Mental disorders are prevalent in all regions of the world, in every community and across every income level. An estimated 13% of the global burden of disease is attributable to mental disorders, with almost three quarters of this burden affecting people in low- and middle-income countries.

Grand Challenges Canada is seeking to improve treatments and expand access to care. We are committing up to $10 million CAD for the most promising bold ideas with big impact. Our focus is on low- and middle-income countries. We expect to fund proposals through two funding streams: seed grants (up to $250,000 CAD over 2 years) and transition-to-scale grants (up to $2,000,000 CAD over 3 years).
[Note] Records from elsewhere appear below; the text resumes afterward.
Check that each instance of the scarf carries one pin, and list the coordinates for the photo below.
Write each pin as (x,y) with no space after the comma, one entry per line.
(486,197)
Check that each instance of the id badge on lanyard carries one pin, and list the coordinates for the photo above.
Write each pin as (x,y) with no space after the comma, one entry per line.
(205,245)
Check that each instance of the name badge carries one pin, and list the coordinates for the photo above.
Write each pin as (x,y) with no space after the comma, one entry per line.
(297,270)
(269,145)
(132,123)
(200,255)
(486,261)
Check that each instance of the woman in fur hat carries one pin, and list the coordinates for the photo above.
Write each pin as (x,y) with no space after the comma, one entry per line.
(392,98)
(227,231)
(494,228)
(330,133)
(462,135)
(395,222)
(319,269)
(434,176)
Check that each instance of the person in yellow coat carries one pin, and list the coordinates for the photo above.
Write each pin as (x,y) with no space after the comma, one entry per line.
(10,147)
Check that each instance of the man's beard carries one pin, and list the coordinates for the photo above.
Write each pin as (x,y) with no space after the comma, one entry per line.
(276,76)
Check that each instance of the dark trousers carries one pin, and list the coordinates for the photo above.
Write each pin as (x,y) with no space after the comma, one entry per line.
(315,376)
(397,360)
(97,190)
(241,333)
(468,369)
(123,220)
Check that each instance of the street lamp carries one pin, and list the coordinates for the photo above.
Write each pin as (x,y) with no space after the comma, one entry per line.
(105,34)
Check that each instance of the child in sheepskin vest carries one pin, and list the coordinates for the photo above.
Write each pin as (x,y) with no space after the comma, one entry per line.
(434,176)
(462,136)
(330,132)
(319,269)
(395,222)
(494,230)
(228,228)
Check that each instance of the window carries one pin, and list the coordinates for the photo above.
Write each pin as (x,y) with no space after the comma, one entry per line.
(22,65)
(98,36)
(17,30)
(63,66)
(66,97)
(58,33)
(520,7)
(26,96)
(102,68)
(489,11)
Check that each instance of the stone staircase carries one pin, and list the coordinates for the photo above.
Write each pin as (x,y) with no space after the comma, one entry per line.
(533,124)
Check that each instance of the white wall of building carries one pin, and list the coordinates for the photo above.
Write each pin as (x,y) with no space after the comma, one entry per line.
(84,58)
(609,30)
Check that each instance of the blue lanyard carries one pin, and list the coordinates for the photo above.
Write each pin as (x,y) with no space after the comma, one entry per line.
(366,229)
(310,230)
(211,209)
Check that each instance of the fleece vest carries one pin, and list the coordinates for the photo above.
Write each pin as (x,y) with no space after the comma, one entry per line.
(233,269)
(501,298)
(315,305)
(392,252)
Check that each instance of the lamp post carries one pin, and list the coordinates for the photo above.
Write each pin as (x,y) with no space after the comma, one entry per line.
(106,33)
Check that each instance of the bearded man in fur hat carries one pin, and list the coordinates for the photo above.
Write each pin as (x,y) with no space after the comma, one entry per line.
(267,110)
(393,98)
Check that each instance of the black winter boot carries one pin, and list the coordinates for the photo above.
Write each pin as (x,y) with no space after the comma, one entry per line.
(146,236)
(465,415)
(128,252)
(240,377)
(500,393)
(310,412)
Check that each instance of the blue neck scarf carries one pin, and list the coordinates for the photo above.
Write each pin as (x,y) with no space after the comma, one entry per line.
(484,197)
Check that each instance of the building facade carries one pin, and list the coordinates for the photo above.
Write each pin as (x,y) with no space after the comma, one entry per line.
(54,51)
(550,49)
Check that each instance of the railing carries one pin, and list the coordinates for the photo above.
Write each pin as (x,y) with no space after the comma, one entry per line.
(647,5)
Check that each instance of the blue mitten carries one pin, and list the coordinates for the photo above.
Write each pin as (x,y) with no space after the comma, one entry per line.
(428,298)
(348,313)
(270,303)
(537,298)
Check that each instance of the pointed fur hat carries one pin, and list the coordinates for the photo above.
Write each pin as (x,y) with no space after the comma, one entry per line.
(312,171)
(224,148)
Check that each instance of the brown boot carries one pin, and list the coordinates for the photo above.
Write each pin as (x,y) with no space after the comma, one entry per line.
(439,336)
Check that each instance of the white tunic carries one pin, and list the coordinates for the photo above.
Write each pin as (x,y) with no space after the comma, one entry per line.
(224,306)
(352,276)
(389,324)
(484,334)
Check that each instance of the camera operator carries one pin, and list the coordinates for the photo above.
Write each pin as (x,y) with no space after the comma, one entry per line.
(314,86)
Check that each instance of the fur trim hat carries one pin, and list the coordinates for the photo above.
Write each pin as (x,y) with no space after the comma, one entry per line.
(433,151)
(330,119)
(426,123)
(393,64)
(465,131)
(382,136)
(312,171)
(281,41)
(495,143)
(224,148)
Proposals must provide innovative solutions to address one (or more) of the following challenges in low-resource settings:

  • Integrate screening and core packages of services into routine primary health care
  • Reduce the cost and improve the supply of effective medications
  • Provide effective and affordable community-based care and rehabilitation
  • Improve children’s access to evidence-based care by trained health providers
  • Develop effective treatments for use by non-specialists, including lay health workers with minimal training
  • Incorporate functional impairment and disability into assessment
  • Develop mobile and IT technologies (such as telemedicine) to increase access to evidence-based care

Grand Challenges Canada is looking for solutions that demonstrate a clear path to scale and sustainability, have measurable outcomes of increased access to care and improved treatment, and can ultimately serve as models that can be replicated or scaled in other low-resource settings, or have lessons for other settings. Grand Challenges Canada does not fund capacity-building initiatives alone. We are seeking evidence-based, affordable treatments or innovative service delivery models that can be scaled in a sustainable manner.